Anyone seeking explanations about the 1963 assassination of President John F. Kennedy should read the facts, now available in 5.5 million pages of records at the National Archives, a federal judge said last week.
The government had harbored substantial documentation on the assassination in secrecy until the 1990s, when U.S. District Judge John Tunheim and the independent federal agency he chaired pried millions of pages loose for public scrutiny. The work of the U.S. Assassination Records Review Board took on the nation's law enforcement and intelligence agencies, bringing sunlight to what had been a shadowy investigation prone to conspiracy theories.
"I think it's created needless questions in people's minds that the government was hiding something," said Tunheim, of Minneapolis, who will talk about documentation of Kennedy's assassination at the Washington County Historical Society's annual meeting Thursday.

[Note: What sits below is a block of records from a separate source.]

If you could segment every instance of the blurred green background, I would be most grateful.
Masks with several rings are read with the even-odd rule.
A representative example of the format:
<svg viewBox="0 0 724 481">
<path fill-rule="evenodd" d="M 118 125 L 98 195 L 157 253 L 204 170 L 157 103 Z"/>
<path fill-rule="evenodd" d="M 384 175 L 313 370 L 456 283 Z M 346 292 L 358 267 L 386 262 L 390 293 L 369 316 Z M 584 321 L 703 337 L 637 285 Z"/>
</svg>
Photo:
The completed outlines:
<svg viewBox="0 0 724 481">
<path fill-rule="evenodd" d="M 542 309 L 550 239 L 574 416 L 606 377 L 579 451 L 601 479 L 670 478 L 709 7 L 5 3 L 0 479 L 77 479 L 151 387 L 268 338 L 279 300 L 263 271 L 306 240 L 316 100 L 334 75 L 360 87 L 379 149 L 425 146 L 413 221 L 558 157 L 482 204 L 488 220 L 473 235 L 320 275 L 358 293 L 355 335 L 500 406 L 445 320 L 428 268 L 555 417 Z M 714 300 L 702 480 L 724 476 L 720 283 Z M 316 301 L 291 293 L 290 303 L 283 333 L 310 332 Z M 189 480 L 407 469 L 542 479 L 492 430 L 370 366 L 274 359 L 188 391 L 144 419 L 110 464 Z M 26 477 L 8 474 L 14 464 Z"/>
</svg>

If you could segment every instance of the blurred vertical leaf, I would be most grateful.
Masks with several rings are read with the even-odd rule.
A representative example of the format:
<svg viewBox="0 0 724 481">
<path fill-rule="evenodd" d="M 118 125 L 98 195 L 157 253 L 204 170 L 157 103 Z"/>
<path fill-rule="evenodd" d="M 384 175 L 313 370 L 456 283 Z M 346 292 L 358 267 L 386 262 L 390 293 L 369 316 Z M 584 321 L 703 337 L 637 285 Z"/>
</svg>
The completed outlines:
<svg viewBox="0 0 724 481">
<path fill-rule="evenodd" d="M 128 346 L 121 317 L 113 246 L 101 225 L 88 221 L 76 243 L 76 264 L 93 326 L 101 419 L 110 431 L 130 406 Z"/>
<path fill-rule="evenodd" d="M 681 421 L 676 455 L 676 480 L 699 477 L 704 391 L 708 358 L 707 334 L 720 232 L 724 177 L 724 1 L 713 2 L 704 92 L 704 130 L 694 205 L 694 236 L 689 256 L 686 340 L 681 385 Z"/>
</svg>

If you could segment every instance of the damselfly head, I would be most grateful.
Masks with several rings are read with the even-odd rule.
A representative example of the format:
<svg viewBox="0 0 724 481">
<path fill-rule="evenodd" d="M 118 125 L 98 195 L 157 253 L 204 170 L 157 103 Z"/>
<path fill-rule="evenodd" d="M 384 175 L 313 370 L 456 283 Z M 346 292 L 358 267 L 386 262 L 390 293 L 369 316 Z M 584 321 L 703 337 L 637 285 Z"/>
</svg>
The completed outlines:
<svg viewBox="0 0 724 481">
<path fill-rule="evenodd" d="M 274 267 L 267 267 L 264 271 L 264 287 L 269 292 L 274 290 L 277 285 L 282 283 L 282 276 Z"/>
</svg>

Kennedy was shot and killed on Nov. 22, 1963, in Dallas as he rode in the back seat of an open limousine with his wife, Jackie. The first shot, fired from a sixth-floor window of the Texas Book Depository building behind him, struck his upper back and exited from his throat. Another shot, considered the fatal wound, tore through his head.
Investigators concluded that Lee Harvey Oswald, a former Marine sniper with connections in Russia, was the lone assassin. However, conspiracy theories still abound, driven by inconsistencies in the federal investigations and in law enforcement and witness statements.
One of the best-known conspiracy theorists is former Minnesota Gov. Jesse Ventura. "When it comes to conspiracies it's the granddaddy of them all," Ventura said on "Conspiracy Theory," his national TV show. "If you can get away with killing a president, you can get away with anything."
Conspiracy theorists argue that a second shooter fired the fatal shot from a grassy knoll in front of Kennedy and contest how a "magic bullet" that Oswald fired could have struck Kennedy and Texas Gov. John Connolly, sitting in front of the president, in such an indirect fashion.
"Someone always asks me, 'Did Oswald do it by himself?'" said Tunheim, who decided years ago he wouldn't make such determinations. "If you have a strong interest in the assassination, read the documents yourself. I took the position over that whole process that I wasn't going to take sides with anyone over what really happened."